Anyway, I’m thinking of a night (and I could be wrong because my memories of those times are mixed up, people and events jumbled together, often randomly to form inaccurate pictures… perhaps my friend KG who has remarkable memories of this time in our lives can chime in) in early December 1983. I’m reasonably sure it was the last day of Year 10 and my friends and I had gone into the city to celebrate. I am fiften and I am about to start my first full time job the following Monday. I feel incredibly grown up, immortal, invicible.

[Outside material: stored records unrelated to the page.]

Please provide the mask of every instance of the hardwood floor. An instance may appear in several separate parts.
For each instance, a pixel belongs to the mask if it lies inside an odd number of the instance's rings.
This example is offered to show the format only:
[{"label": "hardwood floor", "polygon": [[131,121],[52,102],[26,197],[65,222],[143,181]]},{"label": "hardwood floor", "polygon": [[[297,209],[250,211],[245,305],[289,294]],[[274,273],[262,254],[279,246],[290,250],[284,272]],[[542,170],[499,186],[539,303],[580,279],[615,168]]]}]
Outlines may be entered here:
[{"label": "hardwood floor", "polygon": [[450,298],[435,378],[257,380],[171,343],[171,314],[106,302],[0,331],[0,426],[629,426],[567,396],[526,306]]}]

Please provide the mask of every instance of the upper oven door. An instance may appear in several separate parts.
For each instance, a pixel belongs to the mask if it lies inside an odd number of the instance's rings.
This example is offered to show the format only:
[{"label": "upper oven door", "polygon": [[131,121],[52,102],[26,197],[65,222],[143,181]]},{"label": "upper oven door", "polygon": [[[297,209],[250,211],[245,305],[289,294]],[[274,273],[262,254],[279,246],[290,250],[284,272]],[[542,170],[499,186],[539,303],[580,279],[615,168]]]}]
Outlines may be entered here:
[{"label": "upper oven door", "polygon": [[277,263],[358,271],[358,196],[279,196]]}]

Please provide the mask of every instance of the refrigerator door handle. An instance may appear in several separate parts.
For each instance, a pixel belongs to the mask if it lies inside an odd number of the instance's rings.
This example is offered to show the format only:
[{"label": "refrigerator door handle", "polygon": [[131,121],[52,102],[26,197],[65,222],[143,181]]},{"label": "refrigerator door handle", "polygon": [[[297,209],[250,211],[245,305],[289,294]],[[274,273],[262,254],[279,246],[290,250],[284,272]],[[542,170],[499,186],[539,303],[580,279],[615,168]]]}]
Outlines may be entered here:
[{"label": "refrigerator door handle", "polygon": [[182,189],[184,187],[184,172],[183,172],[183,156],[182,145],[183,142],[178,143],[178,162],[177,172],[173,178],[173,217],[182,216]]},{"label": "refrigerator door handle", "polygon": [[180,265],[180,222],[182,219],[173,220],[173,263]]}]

Our main hang out at the time was the Central Markets Hotel which stood where the Pumphouse (if that still exists) stands near the Entertainment Centre. This was pre Darling Harbour and that part of the city was dark and rat infested and pretty bloody awful. Just perfect for a bunch of suburban teenage girls hanging around the outskirts of the Sydney skinhead scene.
So there we were at the Central Markets Hotel. We’d ordered schooners of beer and for some reason (was it a hot night? probably) we found ourselves outside, in the lane. My memory is of standing in that lane, or possibly sitting on milk crates and looking over at a group of the “senior” skinheads (Stretch, Spider, their underlings) standing nearby. These were the scary boys; probably they were only a few years older than us but they were big and mean and capable of real violence. We knew their reputations but we were not really in their orbit.
The moment that I remember and that still fills me with some sort of fear was when they turned around and looked at us. We had floated around these people for a couple of years but I had never felt them notice us. They were our dubious celebrities; we knew them but they didn’t know, or could possibly care less about, us. Suddenly they noticed us. But it was not a good moment. So clearly I remember being filled with dread because I suddenly and for the first time saw the situation for what it was. Big, violent grown men looking at a group of ridiculous teenage girls.
It had never occurred to me before that we were in danger but suddenly the possibility of that danger hit me very hard. It was almost like having a panic attack. I realised how vulnerable we were and how reptilian they were, looking upon as sport.
It’s funny that I don’t remember how that evening ended. I have a feeling we got out of there. Even thinking about it now I want to run out of that scene; did we run? I can’t remember. Did we stay away from the skinhead scene? No we did not. I know we stopped going to the Central Markets Hotel around that time but possibly that was because it was about to get knocked down.
This is the memory which makes me understand how and why young girls (and boys) get themselves into serious trouble. There is just no risk assessment mechanism in a teenage brain (at least there wasn’t in mine). I look back at this moment and many others which were to follow and realise how lucky I am to have made it to adulthood. It was certainly much more to do with luck than with any sensible behaviour on my part.